3. Kesusahan

70.1K 6.5K 155
                                    

Jangan lupa tinggalkan jejak berupa vote dan komen. Terima kasih.

Yang belum vote, ayo vote dulu ya.
___________________________________

"Ada apa, Om? Kenapa Om terlihat khawatir seperti itu?" tanya Ali saat melihat perubahan ekspresi wajah Dimas.

Lelaki paruh baya itu mengambil napas dalam-dalam lalu mengembuskannya kasar. Harapan agar sang putri bisa menikah dengan seorang lelaki pilihannya hancur berkeping-keping. Keinginannya untuk melihat perubahan sikap Naya menjadi lebih baik lagi dari sebelumnya seolah hanyalah khayalan belaka. Ya, tidak akan mungkin terjadi.

Dimas menundukkan kepala, kedua tangannya dirapatkan di depan dada kemudian berucap, "Maaf, perjodohan ini dibatalkan. Saya meminta maaf yang sebesar-besarnya."

Jujur, Aryo pun ikut terkejut mendengar penuturan Dimas barusan. "Ada apa, Dimas? Apa putrimu tidak mau dijodohkan dengan Ali?"

"Iya. Dan lebih parahnya, dia kabur dari rumah lewat balkon kamarnya. Putramu itu bisa mendapatkan wanita yang jauh lebih baik daripada putri saya. Meski kita berdua tidak berbesanan, tetapi kita berdua akan tetap menjadi sahabat," ujar Dimas.

Mendengar kata demi kata yang baru saja diucapkan oleh Dimas, entah mengapa rasa sedih serta kecewa tiba-tiba menghampiri Ali. Meski dirinya belum pernah melihat wajah Naya secara langsung dan hanya lewat foto saja, pun belum pernah bertemu dengannya, tetapi ada sesuatu yang sama sekali tidak diketahui oleh Ali seakan menariknya secara perlahan.

Aryo menghela napas panjang. Jika sudah begini, tentu ia tidak bisa berbuat apa-apa. Putranya memang menerima perjodohan yang direncanakan oleh dirinya dan Dimas. Namun sayang, karena putri Dimas yang bernama Naya malah sebaliknya.

"Yaahh mau bagaimana lagi? Ya sudah tidak apa-apa," ucap Aryo seraya menepuk beberapa kali bahu Dimas.

"Kalau begitu, saya sama Ali pamit pulang ya, Dimas.

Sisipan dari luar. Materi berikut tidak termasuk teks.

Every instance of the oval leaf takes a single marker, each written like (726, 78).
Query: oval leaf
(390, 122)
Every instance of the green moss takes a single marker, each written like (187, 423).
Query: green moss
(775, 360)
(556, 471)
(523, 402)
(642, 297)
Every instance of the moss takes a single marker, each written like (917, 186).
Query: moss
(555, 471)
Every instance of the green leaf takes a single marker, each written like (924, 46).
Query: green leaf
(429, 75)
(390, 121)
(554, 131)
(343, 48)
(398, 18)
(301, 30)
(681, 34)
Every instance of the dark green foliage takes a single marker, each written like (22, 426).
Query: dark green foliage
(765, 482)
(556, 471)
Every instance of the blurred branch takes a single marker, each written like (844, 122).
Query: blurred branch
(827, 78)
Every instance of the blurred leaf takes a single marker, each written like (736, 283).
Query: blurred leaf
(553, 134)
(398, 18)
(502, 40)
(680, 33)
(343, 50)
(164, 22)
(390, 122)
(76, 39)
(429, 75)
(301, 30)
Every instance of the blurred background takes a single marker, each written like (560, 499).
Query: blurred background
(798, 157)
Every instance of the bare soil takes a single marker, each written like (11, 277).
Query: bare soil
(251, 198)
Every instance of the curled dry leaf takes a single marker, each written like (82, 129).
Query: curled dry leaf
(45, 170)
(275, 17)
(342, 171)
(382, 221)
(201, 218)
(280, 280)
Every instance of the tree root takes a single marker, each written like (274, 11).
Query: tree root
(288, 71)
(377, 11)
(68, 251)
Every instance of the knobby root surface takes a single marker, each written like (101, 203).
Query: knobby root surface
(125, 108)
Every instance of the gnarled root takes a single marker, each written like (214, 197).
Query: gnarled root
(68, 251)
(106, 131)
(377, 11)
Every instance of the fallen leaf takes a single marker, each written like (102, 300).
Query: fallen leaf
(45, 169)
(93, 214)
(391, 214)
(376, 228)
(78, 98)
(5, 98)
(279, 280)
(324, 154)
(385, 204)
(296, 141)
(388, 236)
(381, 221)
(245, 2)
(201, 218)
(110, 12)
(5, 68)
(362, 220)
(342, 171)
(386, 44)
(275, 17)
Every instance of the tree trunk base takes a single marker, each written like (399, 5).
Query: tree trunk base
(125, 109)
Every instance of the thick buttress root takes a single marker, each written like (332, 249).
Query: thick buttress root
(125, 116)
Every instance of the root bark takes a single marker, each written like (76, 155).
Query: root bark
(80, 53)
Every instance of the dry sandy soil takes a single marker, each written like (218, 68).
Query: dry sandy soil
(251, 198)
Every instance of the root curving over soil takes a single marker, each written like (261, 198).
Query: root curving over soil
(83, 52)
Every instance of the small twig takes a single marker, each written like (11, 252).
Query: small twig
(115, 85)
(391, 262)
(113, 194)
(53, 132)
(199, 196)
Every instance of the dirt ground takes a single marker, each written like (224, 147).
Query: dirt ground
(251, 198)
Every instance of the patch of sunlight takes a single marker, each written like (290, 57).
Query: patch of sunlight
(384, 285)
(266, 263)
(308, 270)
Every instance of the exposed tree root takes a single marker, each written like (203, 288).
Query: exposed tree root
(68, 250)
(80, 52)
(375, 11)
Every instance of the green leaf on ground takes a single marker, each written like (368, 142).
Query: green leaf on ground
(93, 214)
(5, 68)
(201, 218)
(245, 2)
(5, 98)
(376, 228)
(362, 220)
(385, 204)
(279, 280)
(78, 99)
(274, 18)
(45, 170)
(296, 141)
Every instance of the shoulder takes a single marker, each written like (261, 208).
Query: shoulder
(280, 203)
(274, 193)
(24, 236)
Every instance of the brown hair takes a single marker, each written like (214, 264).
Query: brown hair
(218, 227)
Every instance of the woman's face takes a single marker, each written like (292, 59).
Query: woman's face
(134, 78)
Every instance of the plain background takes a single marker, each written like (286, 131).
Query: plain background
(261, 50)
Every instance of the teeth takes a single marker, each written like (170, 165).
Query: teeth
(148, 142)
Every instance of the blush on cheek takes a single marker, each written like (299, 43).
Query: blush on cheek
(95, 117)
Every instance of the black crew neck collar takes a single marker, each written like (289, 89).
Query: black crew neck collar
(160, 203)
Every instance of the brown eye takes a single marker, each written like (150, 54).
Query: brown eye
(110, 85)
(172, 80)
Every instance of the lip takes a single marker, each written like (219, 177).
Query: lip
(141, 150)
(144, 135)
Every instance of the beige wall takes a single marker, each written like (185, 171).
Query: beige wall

"Tunggu, Bah." Jeda beberapa detik sampai akhirnya Ali kembali berucap, "Ali mau ke kamar mandi sebentar apa boleh?" tanyanya.

"Iya, boleh. Abah tunggu di sini."

"Syukron, Abah." Kemudian tatapan mata Ali beralih ke arah Dimas. "Om Dimas, saya izin ke kamar mandi ya. Di mana letak kamar mandinya?"

"Kamu lurus saja, kamar mandi bawah terletak di sebelah dapur. Apa mau Om antar?"

Segera Ali menggelengkan kepala. Toh, Dimas sudah memberitahu di mana letak kamar mandinya, jadi ia bisa ke kamar sendiri tanpa diantar.

"Oh nggak usah, Om. Ali bisa ke kamar mandi sendiri." Setelah berkata demikian, Ali pun mulai melangkahkan kakinya menuju kamar mandi.

Tatkala Ali sudah keluar dari kamar mandi, tanpa sengaja ia melihat foto seorang anak kecil yang tak asing bagi dirinya. Ia seperti pernah melihat foto anak kecil itu, tapi di mana?

Pelan tapi pasti, Ali berjalan mendekati foto yang terpajang di dinding ruang TV. "Sepertinya saya pernah melihat anak kecil ini."

Ia pun mengingat-ingat kembali beberapa kejadian masa lalu yang sempat ia lupakan. Namun, seketika kedua mata Ali membulat sempurna saat mengingat siapa anak kecil yang sedang tersenyum lebar dalam foto tersebut.

"Iya benar, ini adalah dia. Seorang gadis kecil yang menangis di bawah pohon 13 tahun yang lalu, dan saya pernah mentraktirnya es krim meskipun saya belum mengetahui siapa namanya," gumam Ali.

"Te–ternyata dia Naya, anaknya Om Dimas? Wanita yang nggak mau dijodohkan dengan saya dan memilih kabur dari rumah?" Ali menggeleng-gelengkan kepalanya. Sungguh, ia masih tak percaya dengan semua yang terjadi ini. "Bagaimana bisa?"